I’m doing a lunch-time reading and Q&A for the Center for the Study of Gender and Sexuality at the University of Chicago on May 17. It’s free and open to the public. I don’t know the exact time and location yet, but I’ll post more soon.

I’ll be reading a couple of stories and possibly talking about how my work reads overlaps with work by my sister, the brilliant and amazing Dr. Kristen Schilt. If you haven’t already, check out her book, Just One of the Guys: Transgender Men and the Persistence of Gender Inequality.

John Cameron Mitchell Humped My Wife

Finally, the biggest news of the season: Katy got to sing with John Cameron Mitchell at gaybigaygay!

You might think that I’m just name-dropping, but you have to understand: Katy and I had a Hedwig and the Angry Inch theme wedding. Our friends put together a band and played “Origin of Love” as we walked down the aisle.  I’ve taught the film in my classes for years. I wore out my CD of the movie soundtrack and my copy of the compilation tribute album. An entire section of our bathroom is collaged with pictures of Hedwig. We have a 4′ x 6′ oil painting of Hedwig in our living room.

We’re really big fans.

And we knew for a while that Hedwig’s creator, John Cameron Mitchell, was going to play at gaybigaygay, because our friends Deb and Keri and Kaia were asked to be his band for the gig.

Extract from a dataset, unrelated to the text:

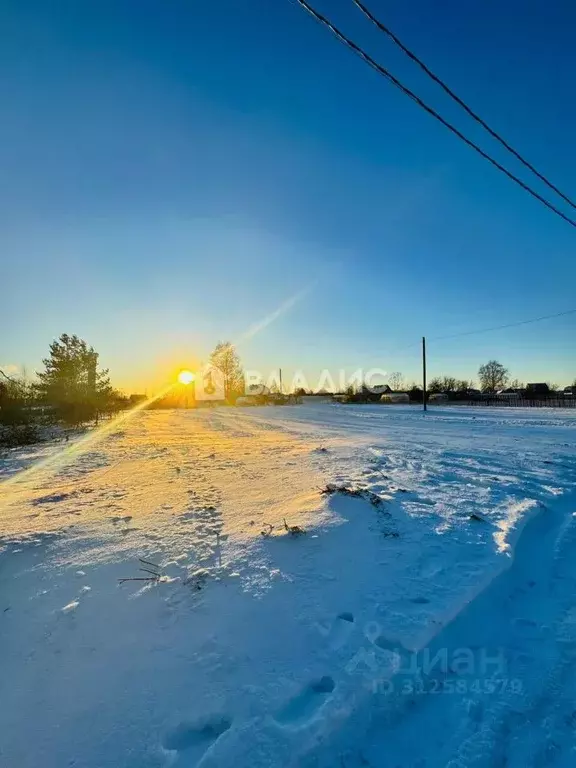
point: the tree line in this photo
(72, 390)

I was super excited, but I somehow imagined that JCM was going to show up in a limo, play his two songs, and then disappear like a diva with his entourage. I NEVER, in my wildest dreams thought that he would be walking around our dirty queer fest, listening to bands, smiling, hugging, and generally acting beatific.

In fact, JCM showed up in time to hear the end of Katy’s new side project, Metal Fist. Then he invited Katy to come up on stage and sing back-up during Midnight Radio. During his set, he delivered a righteous punk rock oration about not experiencing life through the lens of your cell phone camera. And he was so right, because no recording can capture the epic power of his voice or the magic intimacy of that moment. By the time he jumped into the crowd and started body surfing, I was screaming uncontrollably, like a frenzied teenager in old footage of The Beatles.

Just when I thought it couldn’t get any better, he jumped back on stage, pogoed over toward Katy, fell onto the ground, then jumped into her arms and wrapped his legs around her “like a fork shoved on a spoon.”

There’s video here, but it doesn’t really do it justice.